Não creio que precise de sufrágios; se precisa, faço-os neste momento. Vi-o sofrer com alegria, sem exteriorizar o sofrimento. E vi uma valentia que foi uma escola para mim, porque, ao longo do tempo, senti muitas vezes que me faltava o chão e que o céu me caía em cima, como se fosse ficar esmagado entre duas pranchas de ferro.

Com essas lições e a graça do Senhor, talvez eu tenha perdido a serenidade numa ou noutra ocasião, mas foram poucas vezes.

A época dos pressentimentos

O tempo foi passando e vieram as primeiras manifestações do Senhor: os pressentimentos de que Ele queria qualquer coisa, qualquer coisa. Nasceu o meu irmão, quando os meus pais já estavam esgotados pela vida. Tinha eu dezasseis anos, quando a minha mãe me chamou para me comunicar: vais ter outro irmão. Com isso, toquei a graça de Deus com as mãos; vi ali uma manifestação de Nosso Senhor. Não estava à espera.

O meu pai morreu esgotado. Tinha um sorriso nos lábios e uma simpatia particular. Não o digo ofuscado pelo carinho filial, porque eu não era um filho exemplar: revoltava-me com a situação daquela época. Sentia-me humilhado. Peço perdão.

Deus Nosso Senhor queria fazer daquela pobre criatura que não se deixava trabalhar a primeira pedra desta nova arca da aliança, à qual viriam gentes de muitas nações, de muitas raças, de todas as línguas.

Acorrem-me ao pensamento tantas manifestações do amor de Deus! O Senhor foi-me preparando apesar de mim, com coisas aparentemente inocentes, das quais Se valia para despertar na minha alma uma sede insaciável de Deus. Por isso, compreendi muito bem aquele amor tão humano e tão divino de Teresa do Menino Jesus, que se comove quando vê aparecer entre as páginas de um livro uma gravura com a mão ferida do Redentor. Comigo também aconteceram coisas deste estilo, que me abalaram e me levaram à comunhão diária, à purificação, à confissão... e à penitência.

E um belo dia disse ao meu pai que queria ser sacerdote; foi a única vez em que o vi chorar. Ele tinha outros planos possíveis, mas não se insurgiu. Disse-me: «Meu filho, pensa bem. Os sacerdotes têm de ser santos... É muito duro não ter casa, não ter lar, não ter um amor na Terra. Pensa um pouco mais, mas eu não me oporei». E levou-me a falar com um sacerdote seu amigo, o abade da colegiada de Logronho.

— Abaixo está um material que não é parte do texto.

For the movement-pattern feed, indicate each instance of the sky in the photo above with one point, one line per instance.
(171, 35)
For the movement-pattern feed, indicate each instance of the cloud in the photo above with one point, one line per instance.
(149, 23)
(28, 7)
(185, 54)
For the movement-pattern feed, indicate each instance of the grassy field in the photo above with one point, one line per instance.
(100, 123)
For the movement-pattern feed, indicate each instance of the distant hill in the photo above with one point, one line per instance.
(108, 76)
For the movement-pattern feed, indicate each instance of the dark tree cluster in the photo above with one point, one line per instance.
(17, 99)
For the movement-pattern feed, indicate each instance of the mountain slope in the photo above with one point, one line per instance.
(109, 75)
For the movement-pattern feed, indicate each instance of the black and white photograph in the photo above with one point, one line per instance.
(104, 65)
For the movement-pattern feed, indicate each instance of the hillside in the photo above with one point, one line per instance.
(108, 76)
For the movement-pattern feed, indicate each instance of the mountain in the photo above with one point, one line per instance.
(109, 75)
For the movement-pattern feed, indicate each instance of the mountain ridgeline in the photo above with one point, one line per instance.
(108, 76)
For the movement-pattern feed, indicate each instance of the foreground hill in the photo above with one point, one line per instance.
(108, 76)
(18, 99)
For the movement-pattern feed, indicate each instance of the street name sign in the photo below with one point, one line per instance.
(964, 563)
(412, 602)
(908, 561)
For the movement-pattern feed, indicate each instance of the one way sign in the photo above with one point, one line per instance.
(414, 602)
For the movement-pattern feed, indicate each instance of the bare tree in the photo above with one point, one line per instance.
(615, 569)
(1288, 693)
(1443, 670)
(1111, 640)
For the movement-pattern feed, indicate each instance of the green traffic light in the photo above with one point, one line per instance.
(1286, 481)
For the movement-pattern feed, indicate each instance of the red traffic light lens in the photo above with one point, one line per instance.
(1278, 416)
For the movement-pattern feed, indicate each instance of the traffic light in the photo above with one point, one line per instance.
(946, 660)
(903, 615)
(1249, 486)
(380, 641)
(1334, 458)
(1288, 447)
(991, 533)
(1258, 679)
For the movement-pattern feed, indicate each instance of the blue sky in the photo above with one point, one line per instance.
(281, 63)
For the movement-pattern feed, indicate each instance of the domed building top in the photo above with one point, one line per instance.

Aquilo não era o que Deus me pedia, e eu apercebia-me disso; não queria ser sacerdote para ser sacerdote, o cura, como se diz em Espanha. Tinha veneração pelo sacerdócio, mas não queria um sacerdócio desse género para mim.

O tempo foi passando e aconteceram muitas coisas duras, tremendas, que não vos conto, porque a mim não me causam pena, mas causar-vos-iam a vós. Eram machadadas que Deus Nosso Senhor desferia para preparar – dessa árvore – a viga que, apesar dela mesma, ia servir para fazer a sua Obra. Eu, quase sem o perceber, repetia: Domine, ut videam!, Domine, ut sit!1. Não sabia o que era, mas continuava em frente, em frente, sem corresponder à bondade de Deus, mas à espera do que haveria de receber mais tarde: uma coleção de graças, uma atrás da outra, que não sabia como classificar e a que chamava operativas, porque dominavam de tal maneira a minha vontade que quase não tinha de fazer esforço. Continuava em frente, sem coisas estranhas, trabalhando apenas com intensidade mediana... Foram os anos de Saragoça.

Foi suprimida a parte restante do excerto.